The finding that infection possibly acquired via transfusion of blood components or through invasive procedures comprised nearly a quarter of all cases here is important. In the national surveillance report, a similar proportion of children had unknown mode of transmission.6 A recent outbreak of hospital‐acquired HCV infection at a Russian children's hospital in the Amur region highlights the significance of the problem.20 Healthcare‐associated HCV infections are almost impossible to confirm retrospectively. History of invasive healthcare procedures, when vertical transmission is ruled out, can be considered as a proxy of healthcare‐associated infections in children and younger adolescents, as other routes of transmission such as cosmetic procedures (piercing and tattooing), sexual transmission and injecting drug use, are extremely rare in this age group. Suspected healthcare‐associated HCV infections in children can serve as a sentinel of possible ongoing transmission of blood‐borne pathogens in health care settings.

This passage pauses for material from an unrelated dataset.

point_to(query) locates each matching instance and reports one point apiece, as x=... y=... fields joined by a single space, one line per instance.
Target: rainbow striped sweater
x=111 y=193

Distribution of HCV genotypes in children here was similar to the distribution reported in the national reports,6, 8 with GT1b being a predominant genotype, followed by GT3. Genotype distribution in adults is associated with mode of transmission, with GT1a, 3a and 4 being mostly IDU related and GT1b and 2 associated with blood transfusion and unsafe medical procedures.21

Among those with liver biopsy, we found liver disease progression, including to bridging fibrosis in 41% of children and cirrhosis in one 15‐year‐old adolescent, and nearly half of children aged older than 10 years had bridging fibrosis. Notably, children as young as 2‐5 years of age had bridging fibrosis highlighting rapid progression at young age in a minority. As determinants of liver disease progression are uncertain, genetic and other host factors could have had an impact on the particularly aggressive course of disease in some children. Only a third of children had a liver biopsy, potentially reflecting selection bias of choosing children with suspected advanced liver disease for the invasive staging. However, in our study TE was introduced from 2008 to 2011 in different centres, and prior to this liver biopsy was the only method of staging liver disease. Differences in local practices and complexity of patients likely played a role as most children with liver biopsy attended the Moscow centre. We did not find a relationship between age and advanced liver disease; however, likelihood of liver biopsy increased with age and it is likely that younger children undergoing biopsies did so based on non‐invasive tests suggestive of liver disease. Overall, high proportions of children with bridging fibrosis on liver biopsy here indicate that a substantial proportion of children with CHC have advanced liver disease.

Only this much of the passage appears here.